Abelardo de la Espriella, candidat d'extrême droite soutenu par l'ancien président américain Donald Trump, a été élu président de la Colombie ce dimanche 22 juin 2026. Selon les résultats officiels, il a obtenu 52,3 % des suffrages exprimés, devançant son adversaire de gauche, Gustavo Bolívar, qui a recueilli 47,7 % des voix. La participation électorale s'est élevée à 67 %, un taux légèrement inférieur à celui du second tour de 2022.
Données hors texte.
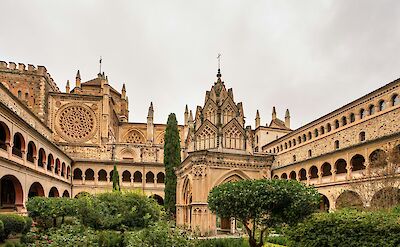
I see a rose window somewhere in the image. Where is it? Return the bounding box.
[57,105,96,141]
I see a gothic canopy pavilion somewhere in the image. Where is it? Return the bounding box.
[0,61,400,235]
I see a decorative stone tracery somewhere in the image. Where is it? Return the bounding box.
[55,104,97,142]
[125,130,145,144]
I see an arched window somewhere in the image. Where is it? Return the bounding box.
[350,154,365,171]
[38,148,46,167]
[122,171,131,182]
[85,168,94,181]
[73,168,82,180]
[335,140,339,149]
[12,132,25,158]
[392,94,400,106]
[342,116,347,126]
[26,141,36,163]
[309,166,318,179]
[98,169,107,181]
[368,105,375,115]
[369,149,387,168]
[299,168,307,181]
[157,172,165,184]
[359,131,365,142]
[335,159,347,174]
[322,162,332,177]
[360,109,367,119]
[0,122,10,150]
[379,100,386,111]
[289,171,296,180]
[61,162,65,177]
[335,120,340,129]
[146,172,154,183]
[54,158,61,174]
[350,113,356,123]
[133,171,142,183]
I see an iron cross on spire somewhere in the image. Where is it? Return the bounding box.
[217,53,221,70]
[99,56,103,74]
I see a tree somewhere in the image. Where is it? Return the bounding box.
[164,113,181,216]
[208,179,320,247]
[112,165,121,191]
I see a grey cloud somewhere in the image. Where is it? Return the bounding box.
[0,0,400,128]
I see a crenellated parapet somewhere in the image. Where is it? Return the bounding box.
[0,61,60,92]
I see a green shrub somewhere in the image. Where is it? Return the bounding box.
[26,197,77,228]
[22,216,33,234]
[286,210,400,247]
[196,238,249,247]
[124,221,196,247]
[267,236,289,246]
[78,192,161,231]
[0,214,26,241]
[21,222,99,247]
[0,220,5,241]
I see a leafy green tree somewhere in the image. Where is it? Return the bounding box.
[208,179,320,247]
[112,165,121,191]
[164,113,181,216]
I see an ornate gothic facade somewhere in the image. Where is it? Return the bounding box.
[0,62,400,235]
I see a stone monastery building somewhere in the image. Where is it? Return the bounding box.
[0,62,400,234]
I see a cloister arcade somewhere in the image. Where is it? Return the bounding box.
[72,167,165,185]
[273,145,400,211]
[0,117,71,212]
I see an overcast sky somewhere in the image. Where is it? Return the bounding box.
[0,0,400,128]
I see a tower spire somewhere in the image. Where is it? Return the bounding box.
[217,53,221,78]
[272,106,276,120]
[99,56,103,74]
[75,70,81,88]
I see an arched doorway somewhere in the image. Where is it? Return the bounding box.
[182,178,192,228]
[28,182,44,198]
[0,175,23,211]
[319,194,330,212]
[336,190,364,209]
[371,187,400,209]
[63,190,69,198]
[49,187,60,197]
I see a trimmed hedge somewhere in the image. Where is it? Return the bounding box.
[196,238,249,247]
[0,214,27,241]
[286,210,400,247]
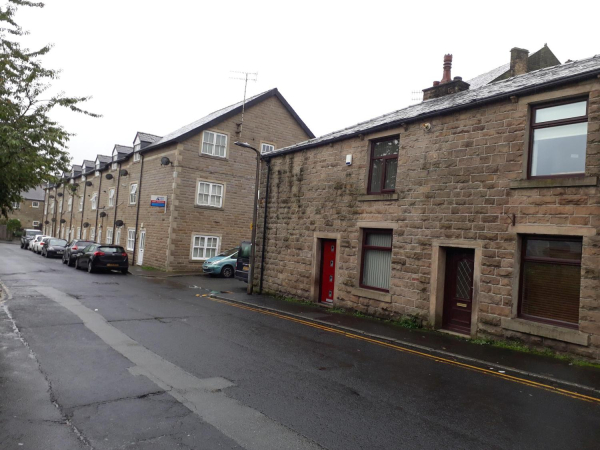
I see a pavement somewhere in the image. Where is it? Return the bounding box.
[0,244,600,450]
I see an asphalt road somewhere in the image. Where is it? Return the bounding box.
[0,244,600,450]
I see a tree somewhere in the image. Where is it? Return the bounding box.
[0,0,99,217]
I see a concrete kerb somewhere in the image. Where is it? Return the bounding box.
[208,294,600,395]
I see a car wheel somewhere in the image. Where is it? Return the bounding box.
[221,266,233,278]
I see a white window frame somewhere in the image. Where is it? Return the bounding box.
[200,130,228,158]
[196,180,225,208]
[108,188,115,206]
[190,234,221,261]
[129,183,138,205]
[127,228,135,251]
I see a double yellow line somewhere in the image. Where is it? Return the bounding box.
[207,297,600,405]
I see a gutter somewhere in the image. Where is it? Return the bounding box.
[268,69,600,158]
[131,153,144,266]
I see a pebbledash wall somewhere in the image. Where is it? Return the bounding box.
[44,90,313,272]
[254,78,600,359]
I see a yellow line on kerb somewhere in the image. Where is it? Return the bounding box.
[206,297,600,404]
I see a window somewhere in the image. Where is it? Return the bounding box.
[127,228,135,250]
[360,230,392,292]
[202,131,227,158]
[192,236,219,259]
[196,181,223,208]
[367,138,400,194]
[108,188,115,206]
[129,184,137,205]
[519,236,582,328]
[260,144,275,154]
[529,100,588,178]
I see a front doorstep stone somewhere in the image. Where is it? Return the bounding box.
[352,288,392,303]
[502,318,590,347]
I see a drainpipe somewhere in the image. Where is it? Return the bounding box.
[94,170,102,239]
[113,163,121,239]
[258,158,271,294]
[131,153,144,266]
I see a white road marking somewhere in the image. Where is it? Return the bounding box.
[35,287,321,450]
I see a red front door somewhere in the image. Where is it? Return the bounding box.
[443,248,475,334]
[319,239,336,303]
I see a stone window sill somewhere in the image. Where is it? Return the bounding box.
[194,205,224,211]
[510,177,598,189]
[502,318,590,347]
[351,288,392,303]
[357,194,398,202]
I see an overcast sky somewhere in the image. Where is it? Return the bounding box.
[17,0,600,164]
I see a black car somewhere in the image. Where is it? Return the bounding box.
[21,228,41,249]
[63,239,93,267]
[75,244,129,275]
[42,238,67,258]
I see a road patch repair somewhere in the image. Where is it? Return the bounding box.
[196,291,600,405]
[35,287,321,450]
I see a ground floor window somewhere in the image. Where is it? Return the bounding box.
[127,228,135,250]
[360,230,392,292]
[192,235,219,259]
[519,236,582,328]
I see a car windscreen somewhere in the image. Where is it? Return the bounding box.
[238,242,252,258]
[98,247,125,253]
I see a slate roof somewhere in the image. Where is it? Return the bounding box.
[21,186,45,202]
[140,88,315,153]
[137,131,162,144]
[263,55,600,156]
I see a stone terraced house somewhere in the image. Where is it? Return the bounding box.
[254,47,600,360]
[44,89,314,271]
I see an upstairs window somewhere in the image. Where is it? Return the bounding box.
[197,181,223,208]
[529,100,588,178]
[367,137,400,194]
[519,236,582,328]
[202,131,227,158]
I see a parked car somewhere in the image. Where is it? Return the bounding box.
[75,244,129,275]
[21,228,40,249]
[235,241,252,283]
[202,248,238,278]
[42,238,67,258]
[29,234,50,255]
[63,239,93,267]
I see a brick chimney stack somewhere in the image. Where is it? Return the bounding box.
[423,54,469,100]
[510,47,529,77]
[440,55,452,84]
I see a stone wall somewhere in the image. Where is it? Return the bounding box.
[255,80,600,359]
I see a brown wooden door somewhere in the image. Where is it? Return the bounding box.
[443,248,475,334]
[319,239,336,304]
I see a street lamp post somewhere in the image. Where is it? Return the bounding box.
[234,142,261,294]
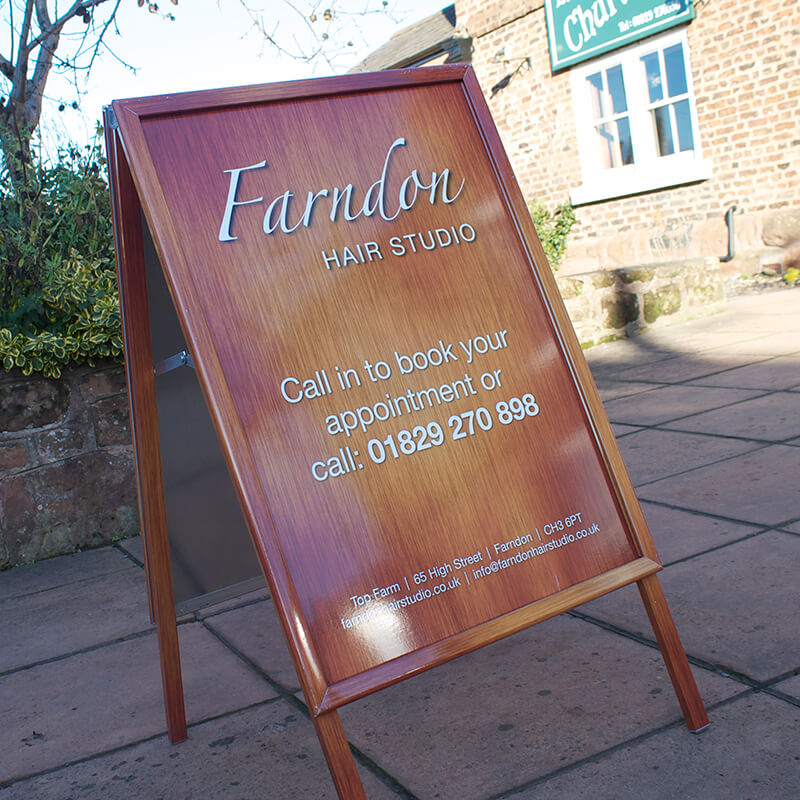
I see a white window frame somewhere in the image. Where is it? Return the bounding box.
[570,28,713,205]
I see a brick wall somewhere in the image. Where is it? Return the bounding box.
[456,0,800,273]
[0,364,139,569]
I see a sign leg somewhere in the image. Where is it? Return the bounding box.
[637,575,710,733]
[105,117,187,744]
[314,711,367,800]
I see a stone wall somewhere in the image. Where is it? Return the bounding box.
[556,259,725,347]
[0,364,139,569]
[0,259,723,569]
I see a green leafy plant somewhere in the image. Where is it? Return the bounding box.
[783,267,800,286]
[0,137,122,377]
[528,201,575,271]
[0,251,122,378]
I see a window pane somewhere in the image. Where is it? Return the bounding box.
[586,72,603,119]
[606,66,628,114]
[617,117,633,165]
[673,100,694,152]
[642,53,664,103]
[653,106,675,156]
[664,44,687,97]
[595,122,614,169]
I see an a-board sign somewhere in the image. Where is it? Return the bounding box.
[104,65,704,796]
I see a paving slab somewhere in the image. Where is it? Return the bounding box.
[0,700,397,800]
[690,355,800,391]
[772,675,800,703]
[611,422,642,439]
[579,531,800,681]
[0,562,150,674]
[506,694,800,800]
[664,392,800,442]
[0,623,275,780]
[646,332,771,358]
[619,432,760,486]
[0,547,131,601]
[607,350,763,383]
[194,586,269,620]
[604,386,763,425]
[638,445,800,528]
[641,502,763,564]
[205,599,300,692]
[341,616,741,800]
[596,379,655,403]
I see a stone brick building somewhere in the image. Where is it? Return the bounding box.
[357,0,800,274]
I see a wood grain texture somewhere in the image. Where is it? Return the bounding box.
[109,66,659,714]
[637,575,710,733]
[105,119,187,743]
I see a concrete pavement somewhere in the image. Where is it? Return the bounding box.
[0,289,800,800]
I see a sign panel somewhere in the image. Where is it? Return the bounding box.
[113,66,660,714]
[545,0,695,72]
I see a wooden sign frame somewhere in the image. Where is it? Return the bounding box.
[106,65,708,800]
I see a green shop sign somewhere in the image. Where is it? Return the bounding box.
[545,0,694,72]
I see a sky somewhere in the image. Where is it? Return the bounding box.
[41,0,448,151]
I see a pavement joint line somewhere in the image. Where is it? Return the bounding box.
[648,424,797,450]
[567,609,764,690]
[662,527,773,569]
[0,697,280,790]
[200,620,304,708]
[628,497,786,530]
[200,620,418,800]
[623,438,770,489]
[0,560,141,604]
[606,386,778,432]
[192,595,271,622]
[0,627,156,678]
[111,542,144,569]
[486,689,754,800]
[761,689,800,708]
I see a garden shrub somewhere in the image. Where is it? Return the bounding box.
[528,201,575,271]
[0,143,122,377]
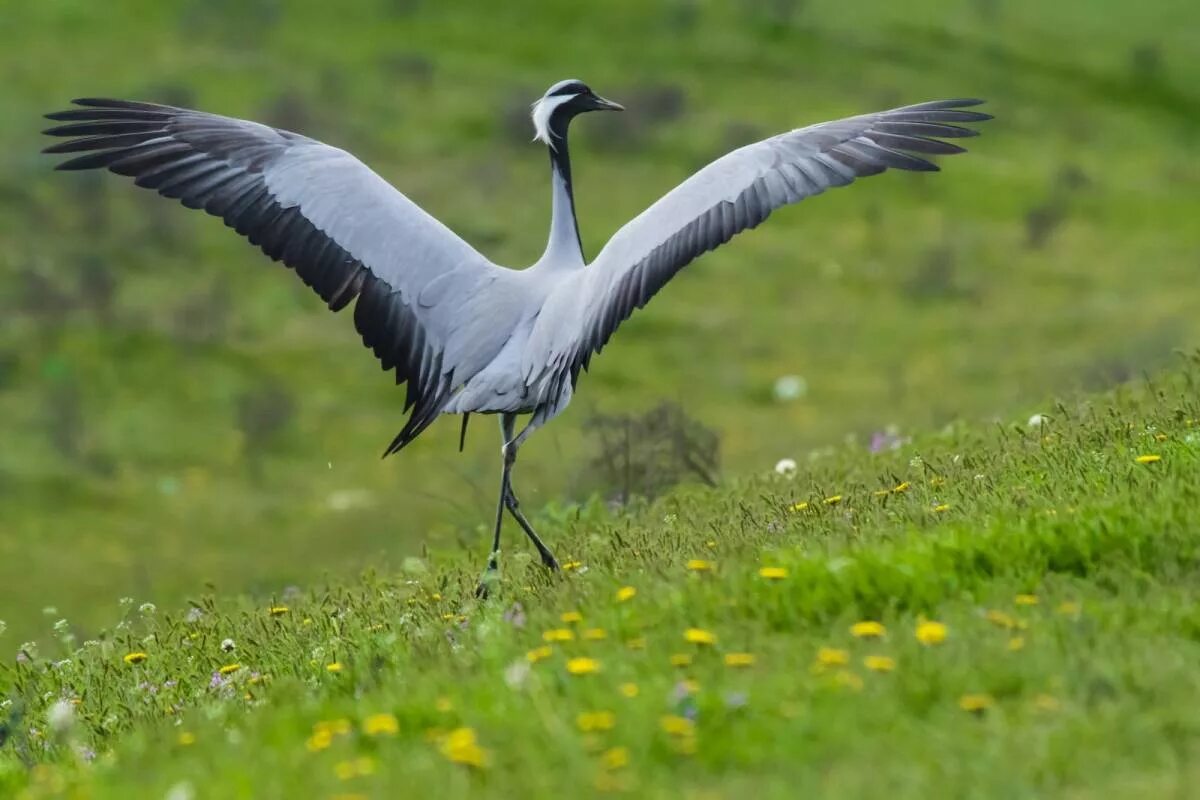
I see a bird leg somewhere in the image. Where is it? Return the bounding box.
[475,414,558,600]
[504,480,558,572]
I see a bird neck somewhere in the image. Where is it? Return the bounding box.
[538,130,584,269]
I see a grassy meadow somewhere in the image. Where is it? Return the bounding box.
[0,0,1200,800]
[0,355,1200,799]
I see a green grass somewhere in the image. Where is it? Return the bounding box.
[0,355,1200,798]
[0,0,1200,639]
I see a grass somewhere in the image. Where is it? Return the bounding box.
[0,0,1200,640]
[0,355,1200,798]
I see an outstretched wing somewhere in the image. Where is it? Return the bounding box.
[46,100,511,453]
[556,100,991,379]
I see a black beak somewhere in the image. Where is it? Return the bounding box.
[590,95,625,112]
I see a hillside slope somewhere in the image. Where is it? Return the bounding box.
[0,356,1200,799]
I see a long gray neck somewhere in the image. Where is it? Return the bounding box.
[538,130,584,269]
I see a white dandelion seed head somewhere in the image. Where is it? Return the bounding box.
[504,658,532,691]
[772,375,809,403]
[46,700,74,733]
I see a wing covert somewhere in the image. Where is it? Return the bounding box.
[46,98,510,452]
[560,100,991,379]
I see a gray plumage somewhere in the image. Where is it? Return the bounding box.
[46,80,990,589]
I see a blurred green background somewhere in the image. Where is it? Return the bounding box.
[0,0,1200,637]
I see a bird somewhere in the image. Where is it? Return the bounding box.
[44,78,991,597]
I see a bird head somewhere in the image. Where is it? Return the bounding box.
[533,79,625,150]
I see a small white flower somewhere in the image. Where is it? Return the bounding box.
[46,700,74,733]
[504,658,532,691]
[163,781,196,800]
[774,375,809,403]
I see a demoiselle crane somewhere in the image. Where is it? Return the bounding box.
[46,80,991,595]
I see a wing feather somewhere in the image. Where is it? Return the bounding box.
[46,98,512,453]
[534,100,991,375]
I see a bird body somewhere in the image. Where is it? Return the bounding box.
[46,79,990,587]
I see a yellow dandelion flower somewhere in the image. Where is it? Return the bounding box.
[526,644,554,664]
[983,608,1018,631]
[362,712,400,736]
[959,694,996,714]
[659,714,696,736]
[304,729,334,753]
[850,620,888,639]
[600,747,629,770]
[1033,694,1062,711]
[917,619,949,644]
[725,652,755,667]
[863,656,896,672]
[575,711,617,733]
[440,728,490,769]
[817,648,850,667]
[566,657,600,675]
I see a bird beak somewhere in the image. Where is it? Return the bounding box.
[592,95,625,112]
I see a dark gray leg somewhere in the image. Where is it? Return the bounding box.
[504,414,558,571]
[475,414,517,599]
[504,480,558,571]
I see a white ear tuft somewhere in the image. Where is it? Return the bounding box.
[532,95,578,150]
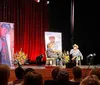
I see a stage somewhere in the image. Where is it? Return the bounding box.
[9,65,100,81]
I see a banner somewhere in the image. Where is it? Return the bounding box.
[0,22,14,66]
[45,32,62,58]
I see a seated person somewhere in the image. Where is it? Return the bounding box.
[70,66,82,85]
[36,55,44,65]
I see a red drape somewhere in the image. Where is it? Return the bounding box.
[0,0,48,61]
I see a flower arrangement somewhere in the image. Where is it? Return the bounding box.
[14,49,27,65]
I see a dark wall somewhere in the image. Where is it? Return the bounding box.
[49,0,71,50]
[49,0,99,64]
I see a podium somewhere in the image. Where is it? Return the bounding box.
[65,62,76,68]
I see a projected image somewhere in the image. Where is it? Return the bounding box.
[0,22,14,66]
[45,32,62,58]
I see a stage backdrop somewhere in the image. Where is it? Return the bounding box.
[45,32,62,58]
[0,22,14,66]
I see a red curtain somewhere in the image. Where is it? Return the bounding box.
[0,0,48,62]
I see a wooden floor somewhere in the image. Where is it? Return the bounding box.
[9,65,99,81]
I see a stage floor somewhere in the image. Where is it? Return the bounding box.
[9,65,100,81]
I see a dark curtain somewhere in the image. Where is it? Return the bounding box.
[0,0,48,62]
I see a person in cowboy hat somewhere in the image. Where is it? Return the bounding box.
[70,44,83,66]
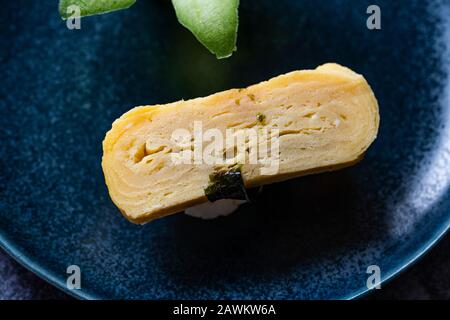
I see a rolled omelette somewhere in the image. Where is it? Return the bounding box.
[102,63,380,224]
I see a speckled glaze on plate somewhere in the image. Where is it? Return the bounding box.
[0,0,450,299]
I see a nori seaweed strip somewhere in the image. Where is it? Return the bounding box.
[205,166,250,202]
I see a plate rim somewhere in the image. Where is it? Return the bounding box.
[0,218,450,300]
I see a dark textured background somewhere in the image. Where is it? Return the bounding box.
[0,0,450,299]
[0,235,450,299]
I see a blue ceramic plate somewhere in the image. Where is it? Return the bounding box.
[0,0,450,299]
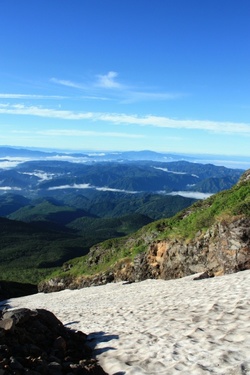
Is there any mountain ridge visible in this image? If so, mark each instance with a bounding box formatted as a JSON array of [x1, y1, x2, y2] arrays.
[[39, 170, 250, 292]]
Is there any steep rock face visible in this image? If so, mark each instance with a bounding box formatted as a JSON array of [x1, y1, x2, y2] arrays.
[[39, 217, 250, 292], [134, 214, 250, 280]]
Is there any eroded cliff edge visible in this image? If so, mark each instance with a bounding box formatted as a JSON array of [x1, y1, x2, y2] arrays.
[[39, 170, 250, 292]]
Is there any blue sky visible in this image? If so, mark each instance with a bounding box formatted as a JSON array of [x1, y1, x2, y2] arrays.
[[0, 0, 250, 156]]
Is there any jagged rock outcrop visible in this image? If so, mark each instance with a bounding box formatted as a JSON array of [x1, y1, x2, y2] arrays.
[[39, 170, 250, 292], [39, 217, 250, 292], [0, 308, 106, 375], [134, 214, 250, 280], [0, 280, 37, 301]]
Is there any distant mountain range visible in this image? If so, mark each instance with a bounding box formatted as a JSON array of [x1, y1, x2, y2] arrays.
[[0, 146, 250, 170], [0, 147, 244, 283]]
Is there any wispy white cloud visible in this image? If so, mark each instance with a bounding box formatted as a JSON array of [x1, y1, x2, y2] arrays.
[[50, 77, 88, 90], [95, 71, 124, 89], [48, 184, 139, 194], [0, 104, 250, 136], [12, 129, 145, 138], [0, 93, 67, 99], [50, 71, 181, 104]]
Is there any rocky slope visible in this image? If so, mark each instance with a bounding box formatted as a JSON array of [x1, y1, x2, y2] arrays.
[[39, 170, 250, 292], [0, 308, 106, 375]]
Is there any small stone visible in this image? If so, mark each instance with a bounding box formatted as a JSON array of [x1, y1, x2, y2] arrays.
[[0, 318, 15, 331]]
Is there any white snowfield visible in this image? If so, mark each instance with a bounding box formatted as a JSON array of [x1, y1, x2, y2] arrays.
[[8, 270, 250, 375]]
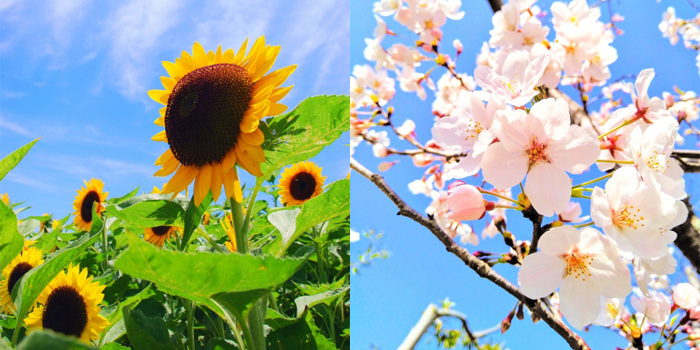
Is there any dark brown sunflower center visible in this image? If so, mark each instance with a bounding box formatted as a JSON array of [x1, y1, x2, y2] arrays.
[[42, 286, 88, 337], [7, 262, 33, 293], [80, 191, 100, 222], [151, 226, 170, 236], [289, 173, 316, 201], [165, 63, 253, 166]]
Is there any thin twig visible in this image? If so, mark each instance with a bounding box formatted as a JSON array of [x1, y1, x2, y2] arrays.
[[350, 158, 590, 350]]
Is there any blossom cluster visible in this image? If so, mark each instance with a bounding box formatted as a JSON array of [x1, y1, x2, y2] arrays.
[[351, 0, 700, 338]]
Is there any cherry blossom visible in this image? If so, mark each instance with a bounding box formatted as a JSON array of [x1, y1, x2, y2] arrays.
[[630, 291, 671, 326], [474, 51, 549, 107], [591, 167, 677, 259], [518, 226, 631, 329], [673, 282, 700, 310], [447, 181, 486, 221], [480, 98, 600, 216], [432, 91, 505, 178]]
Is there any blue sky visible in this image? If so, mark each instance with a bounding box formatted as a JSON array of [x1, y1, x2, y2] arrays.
[[350, 0, 700, 350], [0, 0, 350, 217]]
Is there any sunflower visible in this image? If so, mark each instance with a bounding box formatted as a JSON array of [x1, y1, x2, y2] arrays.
[[143, 226, 182, 248], [0, 247, 44, 314], [279, 161, 326, 205], [148, 37, 296, 206], [73, 179, 109, 231], [221, 213, 238, 253], [24, 264, 109, 342]]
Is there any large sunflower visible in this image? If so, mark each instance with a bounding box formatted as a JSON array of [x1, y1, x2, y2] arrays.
[[143, 226, 182, 248], [73, 179, 109, 231], [279, 161, 326, 205], [148, 37, 296, 205], [0, 247, 44, 314], [24, 265, 109, 342]]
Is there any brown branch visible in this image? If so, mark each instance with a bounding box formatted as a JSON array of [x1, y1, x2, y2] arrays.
[[350, 157, 590, 350]]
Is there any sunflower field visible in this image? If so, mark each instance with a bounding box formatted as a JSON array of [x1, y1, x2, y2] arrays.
[[0, 38, 350, 350]]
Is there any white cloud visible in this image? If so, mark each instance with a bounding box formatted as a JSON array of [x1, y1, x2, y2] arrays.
[[105, 0, 182, 100]]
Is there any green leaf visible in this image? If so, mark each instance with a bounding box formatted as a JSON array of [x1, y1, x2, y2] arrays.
[[107, 186, 141, 204], [17, 330, 95, 350], [100, 343, 131, 350], [294, 286, 350, 317], [123, 305, 177, 350], [106, 200, 185, 228], [12, 206, 104, 344], [265, 179, 350, 256], [0, 139, 39, 180], [180, 191, 212, 247], [114, 234, 306, 314], [0, 200, 24, 271], [261, 95, 350, 178]]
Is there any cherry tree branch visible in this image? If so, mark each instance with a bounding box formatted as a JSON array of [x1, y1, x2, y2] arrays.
[[350, 157, 590, 350]]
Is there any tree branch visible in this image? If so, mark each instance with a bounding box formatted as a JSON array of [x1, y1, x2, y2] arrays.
[[350, 157, 590, 350]]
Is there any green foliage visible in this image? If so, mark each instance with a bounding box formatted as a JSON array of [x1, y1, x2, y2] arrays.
[[261, 95, 350, 178], [0, 139, 39, 180]]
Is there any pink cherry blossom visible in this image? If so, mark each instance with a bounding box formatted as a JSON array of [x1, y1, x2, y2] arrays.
[[474, 51, 549, 107], [447, 181, 486, 221], [673, 282, 700, 310], [518, 226, 631, 329], [480, 98, 600, 216], [591, 167, 677, 259], [432, 91, 506, 178]]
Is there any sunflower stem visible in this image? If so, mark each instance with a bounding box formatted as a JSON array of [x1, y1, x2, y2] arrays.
[[183, 300, 195, 350], [231, 197, 248, 254], [243, 177, 265, 246]]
Une campagne marquée par la polarisation
La campagne présidentielle a été l'une des plus polarisées de l'histoire récente de la Colombie. Abelardo de la Espriella, ancien avocat et sénateur, a axé son discours sur la lutte contre la criminalité, la défense des valeurs traditionnelles et une politique économique libérale. Il a notamment promis de durcir les peines contre les trafiquants de drogue et de réduire les impôts pour les entreprises. Son adversaire, Gustavo Bolívar, candidat du Pacte historique, défendait un programme de réformes sociales et de paix négociée avec les groupes armés.
Le soutien de Donald Trump
Donald Trump a activement soutenu la candidature d'Abelardo de la Espriella, allant jusqu'à intervenir lors de meetings virtuels et à publier des messages sur les réseaux sociaux en sa faveur. "Abelardo est un homme fort qui mettra fin au chaos en Colombie", a déclaré Trump dans une vidéo diffusée pendant la campagne. Ce soutien a été perçu comme un moyen pour l'ancien président américain de renforcer son influence en Amérique latine.
Réactions internationales
La victoire d'Abelardo de la Espriella a suscité des réactions contrastées. Le gouvernement américain, par la voix de son secrétaire d'État, a félicité le nouveau président et s'est dit prêt à collaborer avec lui. En revanche, plusieurs gouvernements de gauche de la région, comme le Mexique et le Chili, ont exprimé leur inquiétude quant à un possible recul des droits humains. L'Union européenne a appelé à "un dialogue constructif et au respect des institutions démocratiques".
Conséquences pour la Colombie
L'élection d'Abelardo de la Espriella marque un tournant majeur pour la Colombie. Il devrait prendre ses fonctions le 7 août prochain. Parmi ses premières mesures annoncées figurent la révision des accords de paix de 2016 avec les FARC, qu'il juge trop cléments, et le lancement d'une offensive militaire contre les groupes armés illégaux. Sur le plan économique, il prévoit de baisser l'impôt sur les sociétés de 32 % à 25 % et de réduire les dépenses publiques. Selon des analystes, ces politiques pourraient stimuler la croissance à court terme mais creuser les inégalités.
Un scrutin sous tension
Le scrutin s'est déroulé sans incidents majeurs, mais dans un climat de tension. Des milliers de policiers et de soldats ont été déployés pour sécuriser les bureaux de vote. Gustavo Bolívar a reconnu sa défaite dans la soirée, appelant ses partisans à "rester vigilants et à défendre la démocratie". Des manifestations spontanées ont éclaté à Bogotá et Medellín, tant pour célébrer la victoire que pour protester contre elle.